I've started reading the book of Matthew this month.  Our church has a "guide" of daily readings, and this month is 1 chapter each day - in Matthew and in Proverbs.  I'm a little behind so I've only read Matthew.  One chapter that really got me thinking was chapter 8.  No verse in particular, but really just the whole thing is about miracles that Jesus is performing.  Leprosy, paralysis, fevers, demon-possession, just to name a few.  What was so amazing about it was that the people that were healed - all they did was believe in Jesus' power. They had faith.   They believed.  So it got me thinking, what would I do if Jesus was standing right here in front of me?  Right here where I could see Him.  Would I ask Him to heal my sick relatives? To bring someone back to life? To heal my friends' families? (To clone Coco and give me 2 more?)  What would you do?  Would you be able to just throw all the doubt out of your mind, and believe 110% that whatever He said He would fix/heal/correct/resurrect, He would do just that?  Have you ever stopped to think about it?  I can read and listen to the bible, and the miraculous details of the works Jesus did {specifically while on earth}. And I know I've been witness to things He's done here in my life. But in this day and age, it's weird to think that someone could touch a lame person, and make them get up and walk.  Or put some mud on a blind man's eyes, wipe it off, and they can see.  Jesus performed so many miracles in His short life on earth, and how amazing would it have been to witness them, first hand?  I don't want you to think that  I don't believe, by my questioning.  I'm afraid to even hint at disbelief, but it's just different, I think, in the present, technological time.  (I won't go into all that, but I do think that we are sometimes in a world that strays from any kind of spiritual guidance, and we're more dependent on other things... my mind isn't letting me go there right now, b/c I'm trying to stay focused... lol!)

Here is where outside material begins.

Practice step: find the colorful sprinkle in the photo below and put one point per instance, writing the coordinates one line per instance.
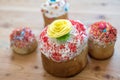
(103, 32)
(53, 0)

Anyway, I think that if Jesus walked into this room I am sitting in right now, and sat down next to me, I would totally throw all of my doubt or questions or whatever guilt-inducing feelings  out  the window, and never look back.  So what good would that do if I didn't have faith?  We really need to have faith, "trust or confidence in a person or entity."  In this case, to be confident in Jesus' power. Our faith plays such a major role in our walk with God.  How willing are we, on a daily basis, to fully and completely have faith in God's healing powers? Does it matter how I feel, depending on my level or degree of faith? To a point, yes.  I believe that God/Jesus is capable of performing miracles, when He sees fit. I know that all things are on His time, not mine or yours.  When I pray for someone, and ask for His healing hand, I also pray that He does so according to His will/that His will be done.  Maybe because my human mind is telling me the outcome may go either way - positive or [seemingly] negative.  I do think logically, and sometimes I fear that may control my prayers, rather than my faith.  But I know, deep down, that I have faith.  God is so good, and He has done wonders for my life, my family, my marriage.  I feel His presence daily and even when I kinda wished I didn't. It's comforting to have that faith.  Faith is all about throwing caution to the wind; it's about setting aside all the doubt and believing - blindly.  As for the moving mountains, I'm still working on that faith.  But I'm excited to get my mind and heart thinking about this. I believe that the whole reason I know that God has put this in my path for some reason - and I'm ready to dive deeper into faith and believing, whole heartedly, in my God and His powers.  
Matthew 9:28-30 "'Do you believe that I am able to do this?' 'Yes Lord,' they replied.  Then He touched their eyes and said, 'According to your faith will it be done to you.' and their sight was restored."